To illustrate the above concepts, I have created station “Test” with three 138/13.8 kV step-down transformers that have identical impedances. The station load is 30 MW and the load power factor is 0.91 (by using the second equation in figure 1, the MVAR will be = 13.7 MVAR). The 138 kV and 13.6 kV are the base voltages for the system being studied; as seen in __figure 3__, the transmission voltage for this flow is around 142 kV and the distribution voltage is 14.2 kV, which is acceptable in this scenario. Transmission buses 5011, 5012 and 5013 each supply 10 MW and 5 MVAR to the substation (all transformers have the same impedance and all transmission feeders have the same source and impedance in this example). The delta between the 15 MVAR supplied to the high side of the transformers and the station reactive power load of 13.7 MVAR are losses through the step down transformers. As expected, the phase angles for buses 5011, 5012 and 5013 are leading the substation phase angle and that enables the MW power flow.

The real power transfer formula is shown in __figure 2__, in per unit and in MW, where E1 is voltage at point 1 (bus 5011) and E2 is voltage at point 2 (bus 5010). Z is the impedance between the two points (in this case, the transformer’s impedance), Z = R +jX, where R is the resistance and X is the reactance. Ø is the phase angle difference between the two points.

Upon solving the formula, the MW flow from bus 5011 to bus 5010 is 10 MW. This is the same as the MW in the load flow shown in __figure 3__.

The next step is to illustrate the reactive power transfer formula which is found in most power books, shown in figure 4, where we assumed that X >>R, and thus R = 0; the formula shows a MVAR value of -4.1 MVAR, which means that the reactive power is flowing from E2 to E1; this results doesn’t agree with the +5 MVAR shown in figure 3.

MVAR is a function of the voltage, to send power from E1 to E2, the voltage at E1 must be higher than E2; however, as seen from the per unit values in diagram 3, E2 is less than E1, even though E1 and E2 are on a different voltage base. The reason for the discrepancy is that the formula found in both books is usually utilized to calculate the reactive power flow between two buses; however, in this case we have a step-down transformer and the per-unit ratio (LTC position) makes a difference in the calculation. As seen from figure 3, the LTC position is 1.031, the reactive power transfer formula is correctly shown in figure 5 and the results concur with figure 3.

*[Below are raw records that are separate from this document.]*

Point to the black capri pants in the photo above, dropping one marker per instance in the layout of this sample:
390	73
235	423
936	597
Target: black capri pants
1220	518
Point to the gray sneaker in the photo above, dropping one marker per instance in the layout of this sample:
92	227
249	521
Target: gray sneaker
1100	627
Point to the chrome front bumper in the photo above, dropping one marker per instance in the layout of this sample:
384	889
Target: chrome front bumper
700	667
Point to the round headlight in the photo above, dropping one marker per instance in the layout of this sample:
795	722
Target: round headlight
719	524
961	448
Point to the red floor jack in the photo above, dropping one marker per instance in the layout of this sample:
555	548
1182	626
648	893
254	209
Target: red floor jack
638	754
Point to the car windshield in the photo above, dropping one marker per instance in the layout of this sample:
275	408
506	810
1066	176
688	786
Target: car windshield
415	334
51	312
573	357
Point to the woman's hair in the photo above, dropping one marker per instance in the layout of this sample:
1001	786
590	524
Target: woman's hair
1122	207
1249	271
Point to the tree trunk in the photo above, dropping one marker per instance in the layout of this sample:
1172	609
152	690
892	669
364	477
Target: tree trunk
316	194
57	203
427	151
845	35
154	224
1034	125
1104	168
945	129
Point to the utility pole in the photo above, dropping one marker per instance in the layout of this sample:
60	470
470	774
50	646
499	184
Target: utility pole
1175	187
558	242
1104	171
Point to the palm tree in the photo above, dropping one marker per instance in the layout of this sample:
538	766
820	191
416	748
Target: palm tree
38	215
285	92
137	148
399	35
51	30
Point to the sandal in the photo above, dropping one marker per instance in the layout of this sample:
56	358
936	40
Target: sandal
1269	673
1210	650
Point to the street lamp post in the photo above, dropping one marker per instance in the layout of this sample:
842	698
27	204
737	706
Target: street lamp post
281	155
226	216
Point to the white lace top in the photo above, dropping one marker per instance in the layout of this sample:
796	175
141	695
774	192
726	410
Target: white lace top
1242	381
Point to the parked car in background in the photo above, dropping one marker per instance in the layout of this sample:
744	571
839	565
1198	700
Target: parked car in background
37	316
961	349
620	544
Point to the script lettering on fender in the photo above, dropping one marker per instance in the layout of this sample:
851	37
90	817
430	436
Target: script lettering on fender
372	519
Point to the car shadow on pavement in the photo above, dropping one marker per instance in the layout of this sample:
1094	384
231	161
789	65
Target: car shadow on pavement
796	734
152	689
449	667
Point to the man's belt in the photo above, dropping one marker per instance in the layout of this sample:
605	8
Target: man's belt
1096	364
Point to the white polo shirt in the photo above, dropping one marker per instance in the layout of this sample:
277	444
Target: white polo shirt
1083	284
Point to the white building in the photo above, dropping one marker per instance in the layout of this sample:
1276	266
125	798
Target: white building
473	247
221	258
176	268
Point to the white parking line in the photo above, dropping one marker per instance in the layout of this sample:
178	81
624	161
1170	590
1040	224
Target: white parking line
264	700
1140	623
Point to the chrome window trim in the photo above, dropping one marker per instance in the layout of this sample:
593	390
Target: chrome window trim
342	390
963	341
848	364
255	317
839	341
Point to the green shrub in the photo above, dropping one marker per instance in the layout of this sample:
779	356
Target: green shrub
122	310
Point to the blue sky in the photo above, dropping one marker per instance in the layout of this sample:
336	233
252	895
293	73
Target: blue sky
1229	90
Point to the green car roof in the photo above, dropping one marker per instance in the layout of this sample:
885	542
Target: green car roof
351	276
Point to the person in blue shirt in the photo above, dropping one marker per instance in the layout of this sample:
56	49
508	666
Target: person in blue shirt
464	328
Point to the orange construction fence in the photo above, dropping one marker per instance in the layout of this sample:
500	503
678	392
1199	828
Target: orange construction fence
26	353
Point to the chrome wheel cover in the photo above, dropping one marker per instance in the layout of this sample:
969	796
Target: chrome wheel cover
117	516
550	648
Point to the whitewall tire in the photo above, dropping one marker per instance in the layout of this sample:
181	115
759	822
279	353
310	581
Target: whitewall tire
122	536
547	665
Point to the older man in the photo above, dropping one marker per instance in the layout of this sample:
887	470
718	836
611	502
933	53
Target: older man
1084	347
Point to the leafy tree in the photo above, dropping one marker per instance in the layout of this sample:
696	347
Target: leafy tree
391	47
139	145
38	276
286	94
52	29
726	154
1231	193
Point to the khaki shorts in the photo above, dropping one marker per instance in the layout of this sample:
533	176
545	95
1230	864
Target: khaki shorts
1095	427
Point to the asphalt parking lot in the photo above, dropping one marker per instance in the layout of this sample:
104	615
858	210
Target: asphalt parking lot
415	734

Figure 6 shows the revised Power transfer formula shown in figure 2 by considering the LTC position.

Figure 7 shows the flows after a 10 MVAR capacitor bank was added and the third transformer was taken out of service. It is important to note that the following:

·The 10 MVAR capacitor bank is showing 10.8 MVAR; the reason for the increased VARs, is that capacitance is a function of the voltage squared; in the model, the base voltage was 13.6 kV and in the flow on figure 7, the station voltage was 14.104 kV, thus Capacitor MVAR = (14.104/13.6)^2 x 10 MVAR = 10.8 MVAR.

·The remaining transformers supply less MVARs, due to the capacitor contribution

·Due to transformer 3 being out of service, the remaining transformers will supply the entire station load. The circuit now shows more impedance, because there are two parallel lines compared to the three lines

·The phase angle difference between bus 5011 and bus 5010 has increased from 1.92 (3 circuits in parallel) to 2.87˚

·The LTC position is showing 1.031LK (LK shows lock). This is the condition as soon as a contingency occurs, before the remaining transformers’ LTC start to move. This condition in PSS/E is called PTLF (Prior Transient Load Flow).

·Utilizing the formulas in figures 5 & 6: the flow on each in-service circuit is 15.03 MW & 2.3 MVAR, or 15.03 + j2.3, which is very close to the flow on figure 7.